The 88-year-old monarch was to lay a wreath at the Cenotaph national war memorial in London, accompanied by senior members of the royal family and prime ministers past and present.
The centrepiece of a series of events marking the centenary of the outbreak of World War I, the ceremony’s most solemn moment will be a two-minute silence from 1100 GMT.
The silence will start and end with a round from a 13-pounder World War I gun.
Britain declared war on Germany on August 4, 1914 and more than a million people from what was the British empire died in the four-year conflict.
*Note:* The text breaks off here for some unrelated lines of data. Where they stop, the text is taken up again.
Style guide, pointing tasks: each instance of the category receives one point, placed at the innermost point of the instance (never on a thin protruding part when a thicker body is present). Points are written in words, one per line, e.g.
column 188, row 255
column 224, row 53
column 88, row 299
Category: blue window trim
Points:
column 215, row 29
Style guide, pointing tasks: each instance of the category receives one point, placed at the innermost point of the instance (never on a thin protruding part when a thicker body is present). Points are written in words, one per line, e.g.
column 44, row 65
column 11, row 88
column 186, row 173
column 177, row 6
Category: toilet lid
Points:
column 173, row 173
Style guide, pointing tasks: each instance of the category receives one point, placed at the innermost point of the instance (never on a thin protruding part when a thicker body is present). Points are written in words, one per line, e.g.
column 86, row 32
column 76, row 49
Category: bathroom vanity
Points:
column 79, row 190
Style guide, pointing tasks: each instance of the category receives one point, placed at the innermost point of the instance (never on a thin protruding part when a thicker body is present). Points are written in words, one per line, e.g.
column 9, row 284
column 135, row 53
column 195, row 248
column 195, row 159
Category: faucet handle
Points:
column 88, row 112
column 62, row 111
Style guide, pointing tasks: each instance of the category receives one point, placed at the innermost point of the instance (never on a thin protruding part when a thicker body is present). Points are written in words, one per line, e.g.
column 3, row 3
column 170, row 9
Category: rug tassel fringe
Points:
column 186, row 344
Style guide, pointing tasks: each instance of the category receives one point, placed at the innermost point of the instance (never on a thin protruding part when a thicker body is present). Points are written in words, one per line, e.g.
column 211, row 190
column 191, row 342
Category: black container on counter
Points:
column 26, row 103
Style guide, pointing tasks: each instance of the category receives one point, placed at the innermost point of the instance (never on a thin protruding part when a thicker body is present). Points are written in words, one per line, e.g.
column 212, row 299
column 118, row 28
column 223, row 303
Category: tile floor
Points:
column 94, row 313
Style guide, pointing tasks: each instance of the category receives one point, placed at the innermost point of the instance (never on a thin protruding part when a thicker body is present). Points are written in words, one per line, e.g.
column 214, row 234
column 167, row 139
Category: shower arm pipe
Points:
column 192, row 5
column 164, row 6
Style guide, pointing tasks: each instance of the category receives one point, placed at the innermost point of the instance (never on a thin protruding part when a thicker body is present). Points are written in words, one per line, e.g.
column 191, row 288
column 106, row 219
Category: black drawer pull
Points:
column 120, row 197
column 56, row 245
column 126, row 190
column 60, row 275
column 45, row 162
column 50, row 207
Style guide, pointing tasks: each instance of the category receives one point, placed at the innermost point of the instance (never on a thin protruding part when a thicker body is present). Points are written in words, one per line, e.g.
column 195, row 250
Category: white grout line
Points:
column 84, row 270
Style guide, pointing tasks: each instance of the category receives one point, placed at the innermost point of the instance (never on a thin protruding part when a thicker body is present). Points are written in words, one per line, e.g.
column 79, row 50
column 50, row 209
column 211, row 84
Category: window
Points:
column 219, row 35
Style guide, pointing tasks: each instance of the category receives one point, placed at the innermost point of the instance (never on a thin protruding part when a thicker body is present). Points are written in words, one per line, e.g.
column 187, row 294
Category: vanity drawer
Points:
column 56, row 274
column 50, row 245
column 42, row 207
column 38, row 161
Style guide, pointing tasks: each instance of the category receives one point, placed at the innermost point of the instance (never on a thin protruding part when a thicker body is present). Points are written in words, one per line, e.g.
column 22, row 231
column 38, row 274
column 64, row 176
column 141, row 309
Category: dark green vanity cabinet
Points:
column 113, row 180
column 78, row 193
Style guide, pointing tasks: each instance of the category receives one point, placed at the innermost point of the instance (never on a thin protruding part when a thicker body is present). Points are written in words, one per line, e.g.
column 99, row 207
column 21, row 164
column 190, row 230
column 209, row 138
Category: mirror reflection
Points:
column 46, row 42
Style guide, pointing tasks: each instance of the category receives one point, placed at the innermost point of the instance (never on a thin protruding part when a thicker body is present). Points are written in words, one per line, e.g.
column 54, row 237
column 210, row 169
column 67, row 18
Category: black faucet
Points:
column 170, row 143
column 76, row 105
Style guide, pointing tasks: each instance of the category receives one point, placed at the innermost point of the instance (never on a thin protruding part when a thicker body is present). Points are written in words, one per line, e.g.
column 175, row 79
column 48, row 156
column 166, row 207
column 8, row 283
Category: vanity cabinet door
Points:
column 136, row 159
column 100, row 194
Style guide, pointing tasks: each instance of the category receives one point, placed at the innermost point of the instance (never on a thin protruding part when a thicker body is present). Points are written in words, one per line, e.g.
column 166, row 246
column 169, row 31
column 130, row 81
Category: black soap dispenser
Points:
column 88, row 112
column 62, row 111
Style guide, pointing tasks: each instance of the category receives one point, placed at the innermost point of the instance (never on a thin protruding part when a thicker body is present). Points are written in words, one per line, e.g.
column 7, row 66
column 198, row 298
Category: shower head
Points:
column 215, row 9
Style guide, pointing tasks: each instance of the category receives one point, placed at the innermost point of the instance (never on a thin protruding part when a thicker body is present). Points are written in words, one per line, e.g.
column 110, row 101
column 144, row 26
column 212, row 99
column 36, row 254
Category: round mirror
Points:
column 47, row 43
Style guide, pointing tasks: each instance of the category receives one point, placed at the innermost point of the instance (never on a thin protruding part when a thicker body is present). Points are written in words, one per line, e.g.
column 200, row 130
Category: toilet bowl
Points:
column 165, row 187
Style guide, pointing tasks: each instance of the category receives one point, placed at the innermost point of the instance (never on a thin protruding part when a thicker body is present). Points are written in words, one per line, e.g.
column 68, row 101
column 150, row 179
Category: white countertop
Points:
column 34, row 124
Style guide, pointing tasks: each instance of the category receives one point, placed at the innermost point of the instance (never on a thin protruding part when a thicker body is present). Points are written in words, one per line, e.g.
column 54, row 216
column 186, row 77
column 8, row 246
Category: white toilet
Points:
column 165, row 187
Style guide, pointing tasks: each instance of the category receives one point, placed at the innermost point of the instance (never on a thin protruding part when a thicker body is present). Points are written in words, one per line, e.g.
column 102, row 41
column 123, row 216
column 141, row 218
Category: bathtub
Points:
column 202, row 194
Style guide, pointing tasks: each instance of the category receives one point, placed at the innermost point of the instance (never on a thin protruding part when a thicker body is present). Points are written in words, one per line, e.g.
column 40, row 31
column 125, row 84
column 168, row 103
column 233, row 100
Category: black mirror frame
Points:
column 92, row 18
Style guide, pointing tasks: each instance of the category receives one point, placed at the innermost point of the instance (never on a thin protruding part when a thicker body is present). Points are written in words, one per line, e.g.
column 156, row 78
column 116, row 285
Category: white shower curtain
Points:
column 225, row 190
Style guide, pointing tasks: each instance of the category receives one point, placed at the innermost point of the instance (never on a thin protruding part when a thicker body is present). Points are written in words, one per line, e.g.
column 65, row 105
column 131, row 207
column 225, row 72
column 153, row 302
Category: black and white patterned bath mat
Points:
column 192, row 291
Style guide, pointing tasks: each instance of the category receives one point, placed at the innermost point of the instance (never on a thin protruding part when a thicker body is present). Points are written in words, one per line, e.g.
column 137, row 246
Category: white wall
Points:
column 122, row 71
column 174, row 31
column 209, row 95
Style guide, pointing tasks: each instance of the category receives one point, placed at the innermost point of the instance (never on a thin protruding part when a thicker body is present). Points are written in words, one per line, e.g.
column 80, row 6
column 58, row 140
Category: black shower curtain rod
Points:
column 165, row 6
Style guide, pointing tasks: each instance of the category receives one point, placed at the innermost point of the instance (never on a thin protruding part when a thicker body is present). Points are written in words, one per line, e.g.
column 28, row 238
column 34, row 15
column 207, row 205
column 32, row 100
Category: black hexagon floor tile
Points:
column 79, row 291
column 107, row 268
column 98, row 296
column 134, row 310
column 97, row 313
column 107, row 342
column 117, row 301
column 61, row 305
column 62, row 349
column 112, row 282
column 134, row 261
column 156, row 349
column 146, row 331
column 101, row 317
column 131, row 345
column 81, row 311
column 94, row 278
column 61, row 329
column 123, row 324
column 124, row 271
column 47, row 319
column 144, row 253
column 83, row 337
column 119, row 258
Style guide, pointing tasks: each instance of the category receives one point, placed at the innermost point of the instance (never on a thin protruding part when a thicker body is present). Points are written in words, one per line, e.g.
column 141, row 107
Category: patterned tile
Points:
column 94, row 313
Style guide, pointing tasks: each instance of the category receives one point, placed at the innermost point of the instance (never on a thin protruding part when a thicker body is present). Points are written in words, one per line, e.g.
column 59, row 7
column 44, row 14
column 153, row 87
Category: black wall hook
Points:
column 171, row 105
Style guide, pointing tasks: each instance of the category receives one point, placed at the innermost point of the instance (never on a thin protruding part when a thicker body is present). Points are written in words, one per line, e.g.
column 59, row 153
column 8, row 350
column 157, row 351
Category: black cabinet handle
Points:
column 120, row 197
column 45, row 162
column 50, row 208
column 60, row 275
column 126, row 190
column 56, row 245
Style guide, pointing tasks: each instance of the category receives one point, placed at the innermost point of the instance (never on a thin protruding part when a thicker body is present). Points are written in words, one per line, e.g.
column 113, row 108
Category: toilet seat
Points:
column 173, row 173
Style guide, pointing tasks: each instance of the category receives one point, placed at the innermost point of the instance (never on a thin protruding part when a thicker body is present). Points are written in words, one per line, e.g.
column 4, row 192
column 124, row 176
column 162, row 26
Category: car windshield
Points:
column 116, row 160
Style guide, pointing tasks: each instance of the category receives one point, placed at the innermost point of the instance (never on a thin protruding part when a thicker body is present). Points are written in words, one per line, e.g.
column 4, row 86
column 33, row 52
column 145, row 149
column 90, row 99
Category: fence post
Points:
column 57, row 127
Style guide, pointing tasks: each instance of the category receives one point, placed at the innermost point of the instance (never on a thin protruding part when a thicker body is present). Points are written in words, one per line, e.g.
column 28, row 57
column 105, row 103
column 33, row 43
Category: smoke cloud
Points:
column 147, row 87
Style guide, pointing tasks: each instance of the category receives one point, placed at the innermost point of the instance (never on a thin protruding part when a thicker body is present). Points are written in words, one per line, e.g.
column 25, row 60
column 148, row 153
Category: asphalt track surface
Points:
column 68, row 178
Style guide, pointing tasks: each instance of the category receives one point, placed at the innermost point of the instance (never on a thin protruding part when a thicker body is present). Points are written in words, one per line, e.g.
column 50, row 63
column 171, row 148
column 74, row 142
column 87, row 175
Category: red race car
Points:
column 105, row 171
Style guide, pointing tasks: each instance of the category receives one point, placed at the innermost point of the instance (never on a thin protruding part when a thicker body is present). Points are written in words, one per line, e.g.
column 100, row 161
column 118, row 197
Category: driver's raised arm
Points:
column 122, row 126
The Cenotaph was erected in 1920 to remember the fallen.
Prime Minister David Cameron said this year’s Remembrance Sunday was “particularly poignant” as 2014 marked the centenary of the start of World War I, the 70th anniversary of the Normandy landings and the end of Britain’s combat role in Afghanistan.
“Today we stand united to remember the courageous men and women who have served our country, defended our freedoms and kept us safe,” he said.
“We remember all those who have fallen and those who have risked their lives to protect us.
“We owe each and every member of our armed forces and the families who support them a tremendous debt—one that can never be repaid—and I pay huge tribute to their bravery and resolve.”
Queen Elizabeth was to be joined by her husband Prince Philip, 93, who was a naval officer in World War II, and their eldest son Prince Charles, the heir to the throne.